Transparency on the underlying loans can prove harder to get than in the past because of the looser loan terms that lenders agree to.
“The maintenance covenants that were once used to regularly monitor leverage on the underlying loans are no longer there as borrowers are no longer required to provide that information. When present, maintenance covenants are often set at loose levels that make them almost meaningless for the purposes of assessing the credit quality of the underlying borrower,” says Malaguti.
“That said, CLO managers tend to be very thorough in the way they select the underlying loans in terms of credit risk.
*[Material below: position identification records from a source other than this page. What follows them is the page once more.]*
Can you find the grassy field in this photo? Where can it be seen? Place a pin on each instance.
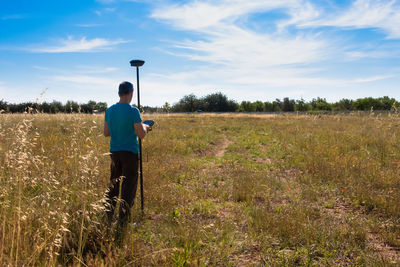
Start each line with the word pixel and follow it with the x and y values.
pixel 220 190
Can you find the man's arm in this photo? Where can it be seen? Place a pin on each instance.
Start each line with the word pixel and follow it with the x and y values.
pixel 106 131
pixel 141 129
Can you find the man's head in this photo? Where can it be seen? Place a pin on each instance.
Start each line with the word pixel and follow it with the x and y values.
pixel 125 91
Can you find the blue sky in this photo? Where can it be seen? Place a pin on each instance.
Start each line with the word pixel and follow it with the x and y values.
pixel 249 50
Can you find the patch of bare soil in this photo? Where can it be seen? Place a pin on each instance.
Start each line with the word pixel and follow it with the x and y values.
pixel 387 252
pixel 217 149
pixel 221 147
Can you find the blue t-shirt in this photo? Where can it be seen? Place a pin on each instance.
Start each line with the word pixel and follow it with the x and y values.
pixel 120 118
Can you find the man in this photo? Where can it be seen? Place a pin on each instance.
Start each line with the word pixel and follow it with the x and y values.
pixel 124 124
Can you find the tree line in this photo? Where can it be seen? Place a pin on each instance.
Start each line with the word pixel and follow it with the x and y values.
pixel 53 107
pixel 218 102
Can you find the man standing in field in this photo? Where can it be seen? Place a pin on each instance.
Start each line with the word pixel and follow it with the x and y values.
pixel 124 124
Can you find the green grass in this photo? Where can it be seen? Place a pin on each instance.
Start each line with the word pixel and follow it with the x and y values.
pixel 288 190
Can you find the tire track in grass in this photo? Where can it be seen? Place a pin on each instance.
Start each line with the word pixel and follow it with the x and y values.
pixel 244 251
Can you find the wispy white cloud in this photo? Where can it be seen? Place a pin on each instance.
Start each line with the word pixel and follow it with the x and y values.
pixel 81 45
pixel 373 79
pixel 240 57
pixel 85 79
pixel 12 17
pixel 376 14
pixel 88 25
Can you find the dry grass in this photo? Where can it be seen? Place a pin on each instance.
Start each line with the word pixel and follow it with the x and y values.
pixel 223 189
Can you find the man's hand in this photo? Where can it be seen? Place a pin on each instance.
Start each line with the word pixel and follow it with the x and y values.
pixel 141 129
pixel 106 131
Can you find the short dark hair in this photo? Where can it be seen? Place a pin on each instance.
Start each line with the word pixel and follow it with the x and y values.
pixel 125 88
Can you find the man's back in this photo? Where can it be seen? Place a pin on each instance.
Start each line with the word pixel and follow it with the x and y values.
pixel 120 118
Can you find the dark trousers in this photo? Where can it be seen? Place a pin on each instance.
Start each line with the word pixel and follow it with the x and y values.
pixel 124 178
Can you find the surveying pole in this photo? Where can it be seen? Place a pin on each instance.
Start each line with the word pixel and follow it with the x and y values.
pixel 138 63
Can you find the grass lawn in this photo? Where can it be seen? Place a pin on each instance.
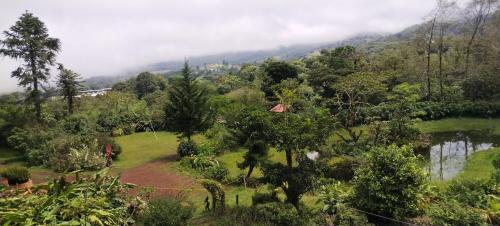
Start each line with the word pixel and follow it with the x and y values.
pixel 479 165
pixel 140 148
pixel 7 155
pixel 231 160
pixel 460 124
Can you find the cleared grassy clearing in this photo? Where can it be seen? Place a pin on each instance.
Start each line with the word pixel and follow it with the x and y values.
pixel 140 148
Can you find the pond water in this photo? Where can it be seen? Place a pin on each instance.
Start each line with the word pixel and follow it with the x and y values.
pixel 450 151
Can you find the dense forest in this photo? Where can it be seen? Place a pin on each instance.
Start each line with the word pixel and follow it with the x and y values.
pixel 337 136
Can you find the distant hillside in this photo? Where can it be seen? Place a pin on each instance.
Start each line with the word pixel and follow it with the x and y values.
pixel 284 53
pixel 233 58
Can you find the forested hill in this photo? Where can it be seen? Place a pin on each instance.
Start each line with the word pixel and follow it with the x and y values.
pixel 283 53
pixel 367 43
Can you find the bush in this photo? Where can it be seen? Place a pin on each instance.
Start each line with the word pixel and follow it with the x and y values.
pixel 390 183
pixel 279 214
pixel 165 211
pixel 68 153
pixel 261 198
pixel 217 172
pixel 187 148
pixel 16 174
pixel 344 169
pixel 451 212
pixel 103 140
pixel 346 216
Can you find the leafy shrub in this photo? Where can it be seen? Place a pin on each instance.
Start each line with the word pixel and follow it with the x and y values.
pixel 165 211
pixel 93 200
pixel 344 169
pixel 261 197
pixel 68 153
pixel 346 216
pixel 103 140
pixel 390 183
pixel 451 212
pixel 207 149
pixel 217 172
pixel 279 214
pixel 187 148
pixel 16 174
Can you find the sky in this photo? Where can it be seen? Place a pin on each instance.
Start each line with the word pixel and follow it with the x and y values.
pixel 109 37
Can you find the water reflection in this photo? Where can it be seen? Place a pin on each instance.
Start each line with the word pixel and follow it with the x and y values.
pixel 450 151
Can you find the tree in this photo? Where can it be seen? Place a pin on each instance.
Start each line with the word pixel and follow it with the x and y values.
pixel 432 24
pixel 444 9
pixel 251 127
pixel 276 71
pixel 479 11
pixel 69 83
pixel 187 111
pixel 391 183
pixel 294 134
pixel 29 40
pixel 294 181
pixel 353 92
pixel 330 65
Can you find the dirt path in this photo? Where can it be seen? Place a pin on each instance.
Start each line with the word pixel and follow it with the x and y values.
pixel 157 174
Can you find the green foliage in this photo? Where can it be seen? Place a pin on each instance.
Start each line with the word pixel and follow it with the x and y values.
pixel 276 71
pixel 279 214
pixel 29 41
pixel 69 83
pixel 305 130
pixel 344 169
pixel 216 172
pixel 329 66
pixel 294 181
pixel 264 197
pixel 252 128
pixel 451 212
pixel 217 192
pixel 346 216
pixel 16 174
pixel 94 200
pixel 391 183
pixel 333 196
pixel 165 212
pixel 188 111
pixel 187 148
pixel 471 192
pixel 481 88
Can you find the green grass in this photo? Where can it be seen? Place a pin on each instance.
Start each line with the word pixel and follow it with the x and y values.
pixel 460 124
pixel 7 155
pixel 140 148
pixel 231 160
pixel 479 165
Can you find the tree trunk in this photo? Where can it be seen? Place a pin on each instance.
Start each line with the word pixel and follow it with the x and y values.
pixel 441 47
pixel 250 170
pixel 289 158
pixel 428 70
pixel 70 104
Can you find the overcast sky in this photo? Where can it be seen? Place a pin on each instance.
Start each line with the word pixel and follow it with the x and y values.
pixel 107 37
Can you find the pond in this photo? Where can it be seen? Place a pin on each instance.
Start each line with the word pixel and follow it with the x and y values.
pixel 450 151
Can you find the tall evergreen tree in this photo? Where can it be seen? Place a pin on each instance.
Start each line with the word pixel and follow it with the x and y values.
pixel 29 41
pixel 68 82
pixel 188 111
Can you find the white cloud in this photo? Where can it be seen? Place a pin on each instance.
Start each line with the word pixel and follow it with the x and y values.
pixel 107 37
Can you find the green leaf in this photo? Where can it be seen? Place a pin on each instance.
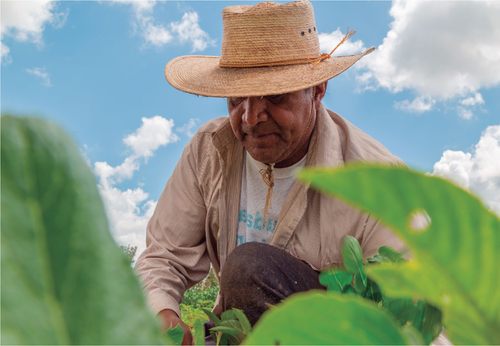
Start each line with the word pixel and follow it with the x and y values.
pixel 390 254
pixel 413 335
pixel 377 259
pixel 349 289
pixel 224 329
pixel 432 326
pixel 212 316
pixel 175 334
pixel 245 324
pixel 335 279
pixel 64 280
pixel 359 285
pixel 319 318
pixel 228 315
pixel 455 264
pixel 198 332
pixel 353 257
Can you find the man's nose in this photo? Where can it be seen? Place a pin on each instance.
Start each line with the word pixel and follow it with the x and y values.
pixel 255 110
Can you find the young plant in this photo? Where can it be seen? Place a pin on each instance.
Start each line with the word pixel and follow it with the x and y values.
pixel 231 329
pixel 64 280
pixel 454 265
pixel 425 318
pixel 455 253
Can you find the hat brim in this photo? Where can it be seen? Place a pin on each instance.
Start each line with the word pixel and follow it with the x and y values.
pixel 201 75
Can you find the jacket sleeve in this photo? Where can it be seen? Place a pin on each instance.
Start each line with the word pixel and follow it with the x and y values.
pixel 376 235
pixel 176 255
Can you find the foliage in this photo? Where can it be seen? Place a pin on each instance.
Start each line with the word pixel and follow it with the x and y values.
pixel 175 334
pixel 64 281
pixel 321 318
pixel 190 314
pixel 425 318
pixel 231 329
pixel 455 263
pixel 129 251
pixel 198 297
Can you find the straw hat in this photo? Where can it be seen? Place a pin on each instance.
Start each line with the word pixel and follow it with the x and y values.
pixel 267 49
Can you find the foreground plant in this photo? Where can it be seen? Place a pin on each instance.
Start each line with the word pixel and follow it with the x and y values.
pixel 64 280
pixel 455 253
pixel 454 265
pixel 231 329
pixel 425 318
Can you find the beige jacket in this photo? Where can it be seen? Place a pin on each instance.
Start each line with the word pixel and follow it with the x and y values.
pixel 196 218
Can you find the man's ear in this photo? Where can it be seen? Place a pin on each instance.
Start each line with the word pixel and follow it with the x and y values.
pixel 319 94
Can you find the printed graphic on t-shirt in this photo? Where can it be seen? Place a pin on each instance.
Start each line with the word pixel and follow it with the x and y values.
pixel 255 229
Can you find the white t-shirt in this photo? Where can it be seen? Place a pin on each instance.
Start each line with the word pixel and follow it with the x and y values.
pixel 253 198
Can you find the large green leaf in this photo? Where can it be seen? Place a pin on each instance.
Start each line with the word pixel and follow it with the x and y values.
pixel 64 280
pixel 321 318
pixel 335 279
pixel 353 259
pixel 456 256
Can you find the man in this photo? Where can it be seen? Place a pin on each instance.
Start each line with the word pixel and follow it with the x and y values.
pixel 233 188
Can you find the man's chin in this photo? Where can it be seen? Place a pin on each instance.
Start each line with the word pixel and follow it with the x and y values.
pixel 263 155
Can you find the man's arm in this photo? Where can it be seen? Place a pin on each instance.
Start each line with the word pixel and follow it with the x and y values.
pixel 170 319
pixel 176 257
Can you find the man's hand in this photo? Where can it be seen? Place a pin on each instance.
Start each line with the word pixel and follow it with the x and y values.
pixel 170 318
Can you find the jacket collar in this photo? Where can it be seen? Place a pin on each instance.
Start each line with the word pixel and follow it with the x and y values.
pixel 324 148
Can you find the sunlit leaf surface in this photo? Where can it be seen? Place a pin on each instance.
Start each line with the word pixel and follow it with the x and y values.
pixel 453 236
pixel 320 318
pixel 64 280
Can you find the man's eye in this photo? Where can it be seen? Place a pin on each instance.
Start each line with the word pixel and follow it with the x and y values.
pixel 236 100
pixel 275 98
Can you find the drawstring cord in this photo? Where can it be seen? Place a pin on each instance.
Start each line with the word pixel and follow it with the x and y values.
pixel 268 176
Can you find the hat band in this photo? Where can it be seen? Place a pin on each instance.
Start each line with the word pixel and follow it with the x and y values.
pixel 285 62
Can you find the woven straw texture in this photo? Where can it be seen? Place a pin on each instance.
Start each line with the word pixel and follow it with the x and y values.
pixel 278 41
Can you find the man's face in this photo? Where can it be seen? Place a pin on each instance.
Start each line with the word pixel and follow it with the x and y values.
pixel 277 128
It is difficult to foresee waves of defaults triggered by excessive leverage,” he adds.
The differences in risk-reward profiles between CLO portfolios will be reflected in the pricing of the underlying loans on the secondary market, according to Malaguti.
Transparency is important, but getting to grips with a CLO manager’s investment process is crucial, says Payden & Rygel’s Shah.
He says: “We have visibility of the underlying loans. However, from our perspective, we’re not necessarily looking to second guess what the CLO manager is doing and how they’re managing their portfolio. We work with our credit team to understand loan and sector risks in the collateral pool, but it’s more a case of us getting comfortable with their investment process, and really intimately understanding and knowing the managers and the analysts that are involved.”
AlbaCore’s Cohen Malka believes CLO buyers are more concerned about inflation. She says: “We have been focusing on how inflation may affect our portfolio companies, reviewing their earnings, making sure they are protected by pass-through mechanism or cost savings initiatives.
“We have a conservative lending strategy and an active trading strategy, which means we can rotate our portfolios if we see pressure on margins or leverage.”